JOURNAL ARTICLE
REVIEW

Update on anorexia and cachexia

Florian Strasser, Eduardo D Bruera
Hematology/oncology Clinics of North America 2002, 16 (3): 589-617
12170570
Declining physical, emotional, and social function as a result of anorexia and cachexia are considerable contributors to discomfort for cancer patients and their families, and they impair the patient's ability to express optimal physical and psychosocial potential as long as possible. This decline no longer has to be accepted as an indispensable sequel to advanced cancer, just as pain is no longer considered to be unavoidable. A routine screening for anorexia and cachexia and associated symptoms is necessary, as is a careful, comprehensive assessment, because the condition is not always obvious.
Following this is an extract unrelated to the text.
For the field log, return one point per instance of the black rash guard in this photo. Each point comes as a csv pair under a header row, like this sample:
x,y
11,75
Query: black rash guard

Decisions about anorexia and cachexia treatment are guided by prioritizing the different, concurrent physical, psychosocial, and existential problems and by considering the natural course of the cancer and the effects of antineoplastic therapies. Reversible causes for anorexia and cachexia need to be identified and treated, if appropriate. Nutritional interventions are often indicated; patients with a predominant starvation component and without inflammation may profit the most. New pharmacologic therapies for primary anorexia and cachexia syndrome are expected to enter clinical practice soon; however, until then, treatment with corticosteroids, progestins, or prokinetics may be indicated for some patients. To understand a multicausal syndrome, multimodal and interdisciplinary therapy is required. Specialist palliative care services can be helpful to provide, hand-in-hand with the disease specialists [172], assessment and management of psychophysical symptoms and sociospiritual needs of patients during the course of the illness and at the end of life [173]. Research efforts aim to better characterize subgroups of patients suffering from secondary causes of anorexia and cachexia and to elucidate the mechanisms involved in the primary anorexia and cachexia syndrome. Increasingly individualized treatments are expected with combination treatments that involve different mechanisms including nutrition.